Estimations of the Survival Functions
The Kaplan-Meier Estimator
Kaplan-Meier is the standard method for estimating the survival function of a given dataset. Formally, it is defined as follows
\[ \hat{S}(t) = \prod_{t_i \leq t} (1 - \hat{q}_i) = \prod_{t_i \leq t} \left(1 - \frac{d_i}{n_i}\right) \]
where \(n_i\) is the number of subjects at risk at time \(t\), and \(d_i\) is the number of individuals who fail at that time.
Using Kaplan-Meier
In R, we construct KM estimators using the survfit()
function.
Before we move on to our datasets, we start with a small set of data.
## [1] 7+ 6 6+ 5+ 2 4
sample_tbl <- tibble(tt = tt, cens = cens, grp = grp)

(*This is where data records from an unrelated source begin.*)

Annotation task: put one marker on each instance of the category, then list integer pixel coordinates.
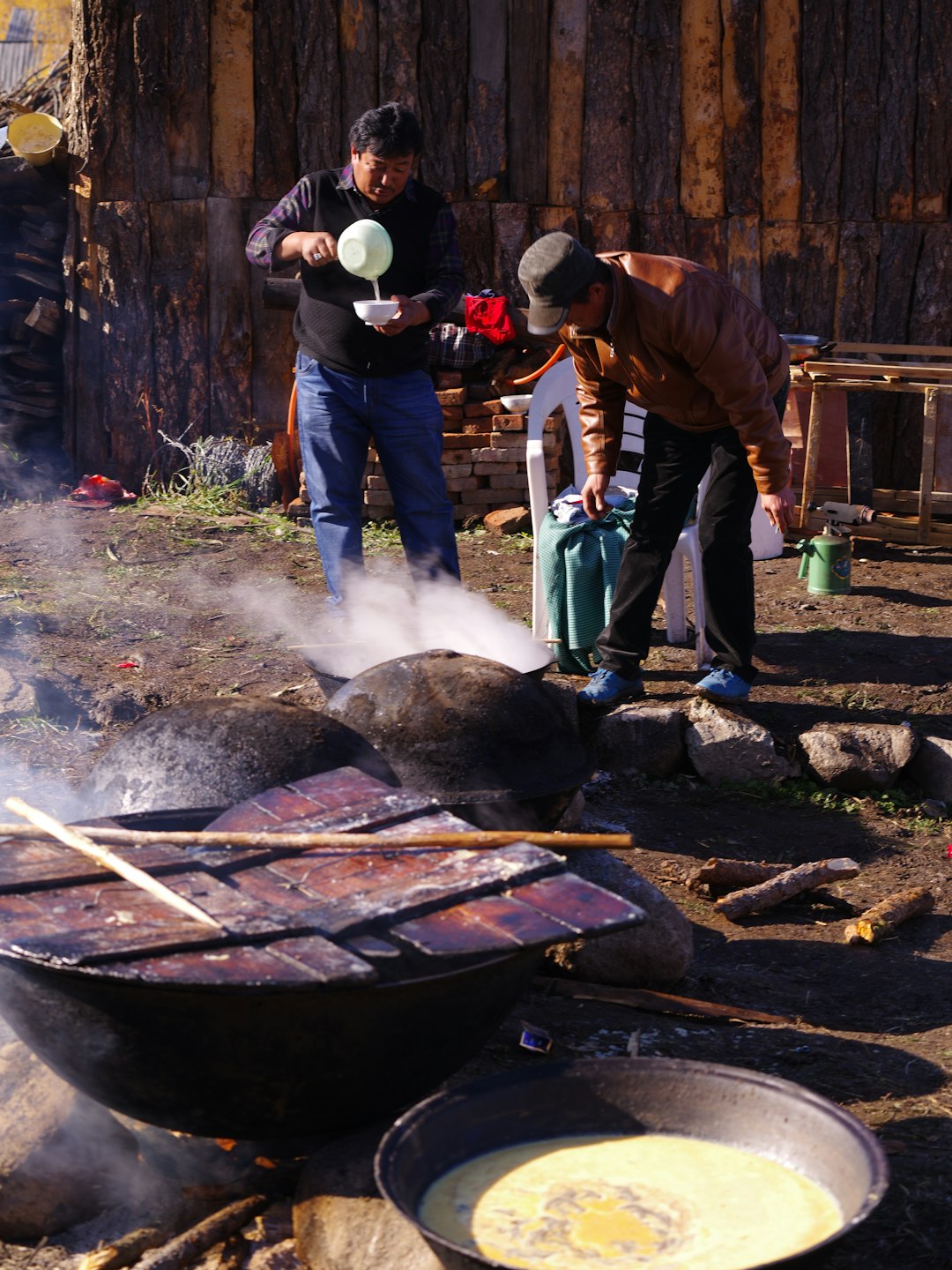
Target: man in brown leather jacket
(712, 374)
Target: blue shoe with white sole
(723, 684)
(606, 690)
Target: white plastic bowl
(518, 404)
(376, 312)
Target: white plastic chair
(557, 387)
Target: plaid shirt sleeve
(294, 213)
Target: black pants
(674, 464)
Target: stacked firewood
(32, 234)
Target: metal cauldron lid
(465, 728)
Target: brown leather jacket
(682, 342)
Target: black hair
(602, 273)
(387, 131)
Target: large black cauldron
(479, 736)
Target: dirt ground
(112, 614)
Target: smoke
(387, 616)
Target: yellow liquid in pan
(658, 1201)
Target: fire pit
(335, 986)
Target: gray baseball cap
(553, 271)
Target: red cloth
(490, 317)
(100, 492)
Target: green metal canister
(825, 563)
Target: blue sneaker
(723, 684)
(606, 690)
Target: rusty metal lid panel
(299, 917)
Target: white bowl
(517, 404)
(376, 312)
(366, 249)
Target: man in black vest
(358, 384)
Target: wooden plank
(566, 107)
(179, 315)
(781, 112)
(510, 236)
(609, 138)
(276, 164)
(121, 239)
(744, 256)
(913, 371)
(228, 320)
(657, 93)
(103, 117)
(933, 116)
(857, 272)
(357, 70)
(706, 242)
(152, 37)
(741, 107)
(443, 56)
(822, 72)
(614, 231)
(703, 192)
(896, 108)
(928, 462)
(401, 26)
(782, 290)
(528, 90)
(859, 479)
(859, 108)
(231, 98)
(487, 107)
(273, 348)
(190, 138)
(322, 138)
(473, 225)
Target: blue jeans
(338, 415)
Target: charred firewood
(768, 894)
(882, 918)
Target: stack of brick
(484, 458)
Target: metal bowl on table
(763, 1116)
(805, 347)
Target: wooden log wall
(802, 147)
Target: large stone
(655, 954)
(932, 767)
(641, 739)
(859, 756)
(725, 746)
(63, 1157)
(340, 1220)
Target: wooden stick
(768, 894)
(185, 1249)
(438, 841)
(138, 877)
(882, 918)
(659, 1002)
(721, 874)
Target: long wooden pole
(138, 877)
(437, 841)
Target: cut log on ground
(720, 874)
(882, 918)
(655, 1002)
(792, 882)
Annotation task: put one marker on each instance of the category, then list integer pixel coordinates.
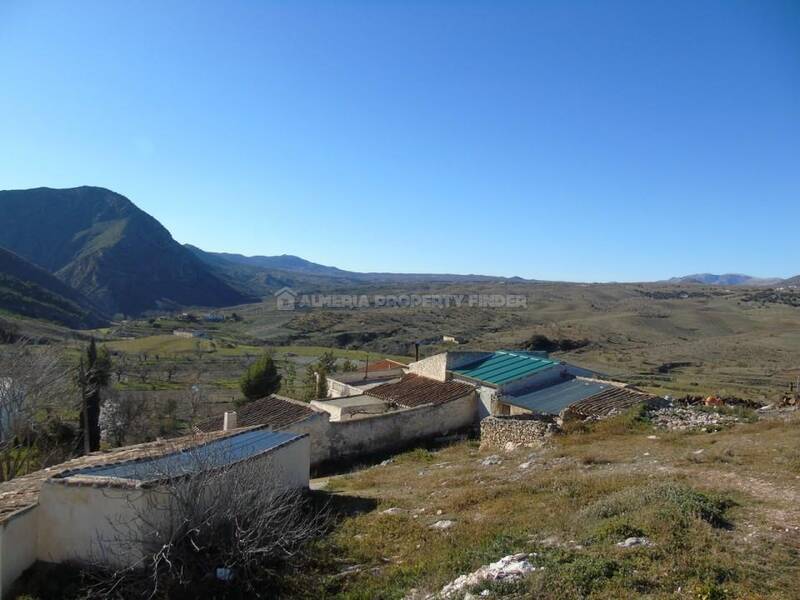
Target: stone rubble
(633, 542)
(675, 418)
(509, 433)
(508, 568)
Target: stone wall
(527, 430)
(348, 441)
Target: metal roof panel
(555, 398)
(505, 366)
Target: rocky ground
(706, 508)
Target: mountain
(792, 281)
(728, 279)
(99, 243)
(31, 291)
(284, 262)
(265, 274)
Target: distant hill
(28, 290)
(99, 243)
(795, 281)
(728, 279)
(284, 262)
(265, 274)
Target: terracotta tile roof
(385, 365)
(274, 411)
(23, 492)
(611, 400)
(415, 390)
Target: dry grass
(725, 523)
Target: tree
(316, 382)
(33, 380)
(94, 373)
(123, 418)
(233, 521)
(290, 379)
(327, 362)
(260, 379)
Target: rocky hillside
(99, 243)
(30, 291)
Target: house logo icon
(285, 299)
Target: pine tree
(94, 373)
(261, 379)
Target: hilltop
(99, 243)
(31, 291)
(729, 279)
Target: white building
(72, 511)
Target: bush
(261, 379)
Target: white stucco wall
(17, 547)
(396, 429)
(487, 404)
(433, 367)
(86, 523)
(316, 427)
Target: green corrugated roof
(555, 398)
(504, 366)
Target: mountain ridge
(729, 279)
(102, 244)
(28, 290)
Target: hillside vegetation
(719, 513)
(101, 244)
(27, 290)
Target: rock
(675, 418)
(510, 433)
(393, 511)
(508, 568)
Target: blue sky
(587, 141)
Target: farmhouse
(354, 383)
(281, 414)
(388, 417)
(69, 512)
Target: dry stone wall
(528, 430)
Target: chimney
(230, 421)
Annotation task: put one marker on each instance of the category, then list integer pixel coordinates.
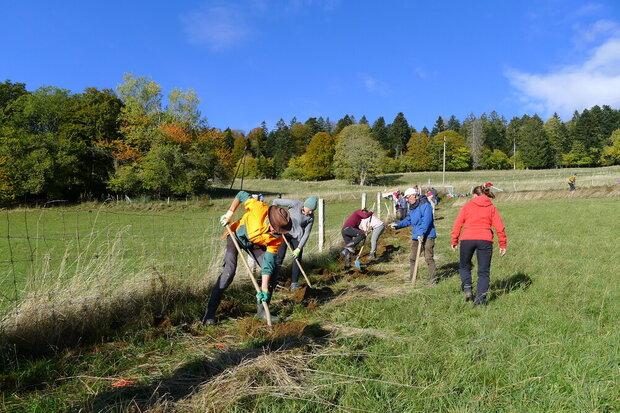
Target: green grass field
(547, 341)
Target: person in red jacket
(478, 216)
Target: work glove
(225, 219)
(262, 297)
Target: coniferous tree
(398, 135)
(534, 147)
(558, 138)
(453, 124)
(343, 123)
(495, 132)
(379, 131)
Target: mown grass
(547, 341)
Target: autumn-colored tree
(418, 157)
(358, 156)
(318, 160)
(611, 154)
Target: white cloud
(592, 33)
(218, 27)
(595, 82)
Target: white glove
(225, 219)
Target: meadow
(371, 342)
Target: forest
(56, 144)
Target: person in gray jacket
(302, 216)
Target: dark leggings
(352, 236)
(484, 252)
(282, 253)
(228, 274)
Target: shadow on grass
(187, 379)
(518, 281)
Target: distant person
(352, 234)
(571, 182)
(377, 227)
(431, 200)
(477, 217)
(302, 216)
(422, 224)
(435, 195)
(401, 207)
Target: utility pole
(443, 178)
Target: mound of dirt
(305, 293)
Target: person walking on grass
(402, 206)
(377, 227)
(421, 220)
(477, 217)
(352, 234)
(259, 232)
(302, 216)
(571, 182)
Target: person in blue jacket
(421, 220)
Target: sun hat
(280, 219)
(311, 202)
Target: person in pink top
(352, 234)
(476, 218)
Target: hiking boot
(260, 314)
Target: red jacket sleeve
(458, 224)
(498, 224)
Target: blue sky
(255, 60)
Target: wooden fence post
(321, 223)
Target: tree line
(55, 144)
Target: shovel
(297, 261)
(256, 287)
(417, 261)
(357, 260)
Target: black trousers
(484, 253)
(352, 236)
(228, 274)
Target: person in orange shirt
(477, 217)
(259, 232)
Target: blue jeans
(484, 252)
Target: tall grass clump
(93, 295)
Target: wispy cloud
(375, 85)
(219, 28)
(602, 29)
(575, 87)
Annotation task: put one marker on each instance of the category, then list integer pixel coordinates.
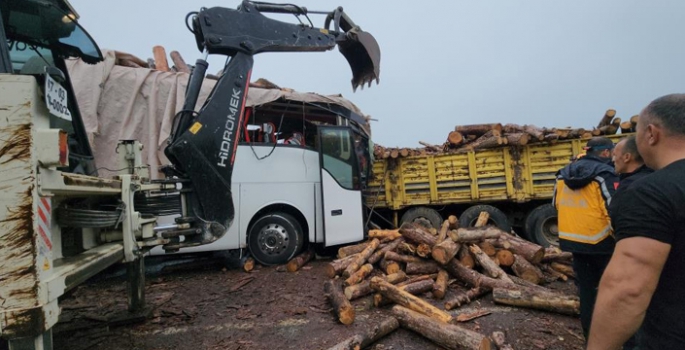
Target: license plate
(56, 98)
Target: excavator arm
(203, 145)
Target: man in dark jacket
(582, 196)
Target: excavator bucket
(364, 56)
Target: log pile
(466, 138)
(463, 264)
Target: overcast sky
(447, 63)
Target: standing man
(582, 196)
(644, 284)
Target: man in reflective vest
(582, 196)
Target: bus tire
(542, 226)
(275, 238)
(497, 217)
(419, 214)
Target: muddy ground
(205, 305)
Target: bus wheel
(275, 238)
(542, 226)
(424, 214)
(469, 217)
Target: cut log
(336, 267)
(449, 336)
(352, 249)
(359, 275)
(423, 250)
(505, 257)
(380, 253)
(417, 234)
(489, 266)
(477, 234)
(361, 258)
(465, 257)
(444, 251)
(440, 285)
(455, 138)
(364, 288)
(466, 297)
(606, 119)
(369, 336)
(161, 62)
(524, 297)
(526, 270)
(423, 267)
(409, 301)
(179, 63)
(342, 307)
(563, 268)
(416, 288)
(300, 260)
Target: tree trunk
(297, 262)
(361, 258)
(409, 301)
(505, 257)
(368, 337)
(417, 234)
(449, 336)
(466, 297)
(336, 267)
(526, 270)
(444, 251)
(359, 276)
(524, 297)
(379, 254)
(342, 307)
(440, 285)
(423, 267)
(364, 288)
(489, 266)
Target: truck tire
(275, 238)
(469, 217)
(542, 226)
(419, 214)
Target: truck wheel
(419, 214)
(469, 217)
(542, 226)
(275, 238)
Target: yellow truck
(513, 184)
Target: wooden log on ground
(449, 336)
(161, 62)
(297, 262)
(359, 275)
(563, 268)
(466, 297)
(505, 257)
(526, 270)
(352, 249)
(361, 258)
(364, 288)
(524, 297)
(465, 257)
(336, 267)
(444, 251)
(417, 234)
(380, 253)
(409, 301)
(489, 266)
(606, 119)
(424, 267)
(440, 285)
(369, 336)
(342, 307)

example_km <- survfit(Surv(tt, cens) ~ 1, data = sample_tbl, conf.type = 'log-log')
plot(example_km)
Basic plotting routines are worth trying, but the
survminer
package has specialised plots that use
ggplot2
to create them.
Printing out the ‘fitted’ object gives us some basic statistics:
## Call: survfit(formula = Surv(tt, cens) ~ 1, data = sample_tbl, conf.type = "log-log")
##
## n events median 0.95LCL 0.95UCL
## [1,] 6 3 6 2 NA
We get more details from the summary()
function:
## Call: survfit(formula = Surv(tt, cens) ~ 1, data = sample_tbl, conf.type = "log-log")
##
## time n.risk n.event survival std.err lower 95% CI upper 95% CI
## 2 6 1 0.833 0.152 0.2731 0.975
## 4 5 1 0.667 0.192 0.1946 0.904
## 6 3 1 0.444 0.222 0.0662 0.785
Exercises
- Construct the KM estimator for the telco churn data
- What is the median survival time for this data?
- What is the mean survival time?
- Repeat the above for the other two datasets.